Identifiers are names given to variables and functions.

  1. A sequence of letters, digits or underscore ‘_’ characters.
  2. Can not begin with a digit.
  3. Case sensitive. So Total, total and TOTAL are all different.
  4. Keywords can not be used as identifiers.
  5. Special characters are not allowed ( #, -, +, % ).
  6. Identifiers should improve the readability of the program by having meaningful names.
  7. Try to avoid using identifiers that begin with an underscore character.

3.1.4.3. Constants

Either integer or decimal numbers. If a variable of type int is assigned to a constant, it can accept an integer constant.

string constants

A sequence of 1 to 256 characters. They are enclosed in double quotes. Character constants are always one digit in length and are different than a character string which is one digit long.
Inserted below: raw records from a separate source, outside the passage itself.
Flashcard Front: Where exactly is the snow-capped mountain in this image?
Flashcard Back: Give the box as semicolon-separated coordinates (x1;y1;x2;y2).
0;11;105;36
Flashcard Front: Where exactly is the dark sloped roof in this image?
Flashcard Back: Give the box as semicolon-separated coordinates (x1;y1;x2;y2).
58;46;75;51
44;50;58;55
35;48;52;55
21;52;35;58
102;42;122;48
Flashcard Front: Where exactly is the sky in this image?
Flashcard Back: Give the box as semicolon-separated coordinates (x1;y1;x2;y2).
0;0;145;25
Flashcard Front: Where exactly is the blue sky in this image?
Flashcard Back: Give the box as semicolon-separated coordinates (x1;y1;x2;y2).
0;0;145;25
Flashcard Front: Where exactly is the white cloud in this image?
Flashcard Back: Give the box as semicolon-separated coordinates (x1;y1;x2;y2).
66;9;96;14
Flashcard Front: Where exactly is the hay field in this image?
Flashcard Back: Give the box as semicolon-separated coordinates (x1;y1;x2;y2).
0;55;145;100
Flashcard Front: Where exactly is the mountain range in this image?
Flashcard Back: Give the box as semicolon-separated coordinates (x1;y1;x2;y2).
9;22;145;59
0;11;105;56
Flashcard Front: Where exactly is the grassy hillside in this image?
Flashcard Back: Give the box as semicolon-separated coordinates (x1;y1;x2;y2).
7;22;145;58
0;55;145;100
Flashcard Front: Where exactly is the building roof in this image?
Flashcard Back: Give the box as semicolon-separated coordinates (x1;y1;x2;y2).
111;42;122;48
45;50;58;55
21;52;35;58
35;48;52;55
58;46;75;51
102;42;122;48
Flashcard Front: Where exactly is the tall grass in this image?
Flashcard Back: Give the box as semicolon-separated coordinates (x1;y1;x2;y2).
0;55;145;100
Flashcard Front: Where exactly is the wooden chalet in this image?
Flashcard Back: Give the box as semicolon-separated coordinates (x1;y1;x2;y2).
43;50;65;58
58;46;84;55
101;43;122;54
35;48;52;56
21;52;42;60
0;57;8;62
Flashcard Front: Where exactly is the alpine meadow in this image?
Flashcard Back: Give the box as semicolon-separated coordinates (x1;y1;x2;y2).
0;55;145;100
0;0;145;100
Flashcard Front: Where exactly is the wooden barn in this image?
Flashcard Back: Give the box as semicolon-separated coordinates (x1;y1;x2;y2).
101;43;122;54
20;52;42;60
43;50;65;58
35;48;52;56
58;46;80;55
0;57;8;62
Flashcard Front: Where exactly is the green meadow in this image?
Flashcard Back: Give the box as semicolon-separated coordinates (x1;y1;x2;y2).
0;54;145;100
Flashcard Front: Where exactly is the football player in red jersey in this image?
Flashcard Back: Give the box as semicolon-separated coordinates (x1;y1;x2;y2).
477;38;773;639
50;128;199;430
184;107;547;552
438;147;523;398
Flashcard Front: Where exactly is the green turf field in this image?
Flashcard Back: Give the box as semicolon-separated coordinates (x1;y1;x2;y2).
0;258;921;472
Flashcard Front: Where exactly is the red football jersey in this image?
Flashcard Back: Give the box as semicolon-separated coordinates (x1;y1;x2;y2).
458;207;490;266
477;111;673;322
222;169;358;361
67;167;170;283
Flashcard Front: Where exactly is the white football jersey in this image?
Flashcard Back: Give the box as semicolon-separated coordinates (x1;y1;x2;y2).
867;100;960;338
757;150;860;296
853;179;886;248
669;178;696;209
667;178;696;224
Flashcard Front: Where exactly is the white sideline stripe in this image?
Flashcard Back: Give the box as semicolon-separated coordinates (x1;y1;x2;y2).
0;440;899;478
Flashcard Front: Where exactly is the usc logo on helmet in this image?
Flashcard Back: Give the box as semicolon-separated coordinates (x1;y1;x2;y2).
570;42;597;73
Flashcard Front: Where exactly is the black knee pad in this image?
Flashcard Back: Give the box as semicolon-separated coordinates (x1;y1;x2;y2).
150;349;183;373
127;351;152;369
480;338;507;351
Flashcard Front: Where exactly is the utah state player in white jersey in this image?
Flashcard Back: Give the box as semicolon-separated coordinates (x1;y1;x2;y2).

"/* ---- */"   \\--- a string constant.
/* " --- " */  \\--- a comment.
"\\ \" \t \" " \\--- \ " (tab) "

3.1.4.4. Operators

Binary arithmetic operators are: + - / % * Unary arithmetic operators are: ++ -- The assignment operators are: = += -= *= /= %=

The Relational and logical operator discussed in topic 1 are also operators. What does the following do?

int a=1, b=2, c=3, d=4;
a = (b = 2) + (c = 3); --- a = 5; b = 2; c = 3;
a * b/c;               --- (a*b)/c;              = 0
a * b % c + 1;         --- ((a*b) % c) + 1;      = 3
++a * b - c--;         --- ((++a) * b) - (c--);  = 1
7 - -b * ++d;          --- 7 - ((-b) * (++d));   = 17
7 - -b * d++;          --- 7 - ((-b) * (d++));   = 15

3.1.4.5. Punctuators

Special characters , ; ( ) They are used to satisfy the rules of syntax.

3.1.5. Preprocessor

The preprocessor directives like #include and #define are strictly speaking not syntactic units because the compiler never sees them. The preprocessor replaces them with another file in the case of #include and with constants in the case of #define.